In the footage, Yanchura zoomed in on the woman in front of him. She appeared to be scrolling between the Wordle page and a Safari-generated list of five-letter words. The purpose of the fan-favourite brain game is to guess the right word in just six attempts.

If a letter is highlighted in green, that means it’s in the right place in the word. If a letter is highlighted in yellow, the letter is in the word but in a different place. If a letter is highlighted in grey, it’s not included in the correct word.

The game is meant to test your personal vocabulary, and, according to some, searching through a list of words with the correct letters defeats the purpose.

“As a daily New York Times Wordle player who takes the game more seriously than one should, I was shocked at what I was seeing — thank goodness for 9x zoom,” Yanchura told People.

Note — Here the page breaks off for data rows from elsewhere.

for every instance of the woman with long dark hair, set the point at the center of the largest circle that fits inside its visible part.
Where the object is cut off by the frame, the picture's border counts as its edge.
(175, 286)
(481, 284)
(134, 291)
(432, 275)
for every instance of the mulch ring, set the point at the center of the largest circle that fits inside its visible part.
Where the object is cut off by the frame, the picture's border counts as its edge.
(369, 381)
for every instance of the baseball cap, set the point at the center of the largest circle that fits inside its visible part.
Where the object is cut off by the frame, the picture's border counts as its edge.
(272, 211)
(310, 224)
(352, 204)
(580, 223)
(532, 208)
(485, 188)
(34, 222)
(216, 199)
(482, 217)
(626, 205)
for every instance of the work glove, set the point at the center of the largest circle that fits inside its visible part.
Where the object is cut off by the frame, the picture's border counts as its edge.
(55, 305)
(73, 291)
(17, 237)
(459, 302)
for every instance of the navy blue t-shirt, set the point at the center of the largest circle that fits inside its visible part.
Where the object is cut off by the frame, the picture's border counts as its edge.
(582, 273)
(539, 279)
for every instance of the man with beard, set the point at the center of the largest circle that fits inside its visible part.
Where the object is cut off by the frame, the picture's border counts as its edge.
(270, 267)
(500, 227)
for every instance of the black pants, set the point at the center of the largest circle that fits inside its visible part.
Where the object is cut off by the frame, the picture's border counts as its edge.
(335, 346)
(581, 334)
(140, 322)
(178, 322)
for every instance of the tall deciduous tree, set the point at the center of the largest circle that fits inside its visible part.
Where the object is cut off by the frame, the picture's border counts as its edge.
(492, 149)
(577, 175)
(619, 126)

Though Yanchura shared her expose on the app more than a year ago, the video, having garnered over 1.6 million views, is going viral again after the Transportation Security Administration (TSA) account reposted the footage on their platform. Now, a debate over what’s generally considered cheating in the game has erupted online.

“I can’t imagine the rationale of cheating at a fun little game to exercise your brain. Why play if you don’t want to play lol,” a blunt commenter added.

Another pointed out that the woman was only on her third attempt when she went searching for the answer elsewhere.

“I can’t stand those people,” an angered individual wrote.

A second said: “This might honestly be worse than infidelity.”

However, supporters spoke out as well, justifying the woman’s decision to look through potential words.

“Kiosk was a hard word though,” a candid individual noted, to which Yanchura replied: “Whose side are you on?”

“Checking to see if a word has already been played is not cheating. Who’s going to remember hundreds of past solutions?” one viewer pointed out.

The Independent has contacted Yanchura for a comment.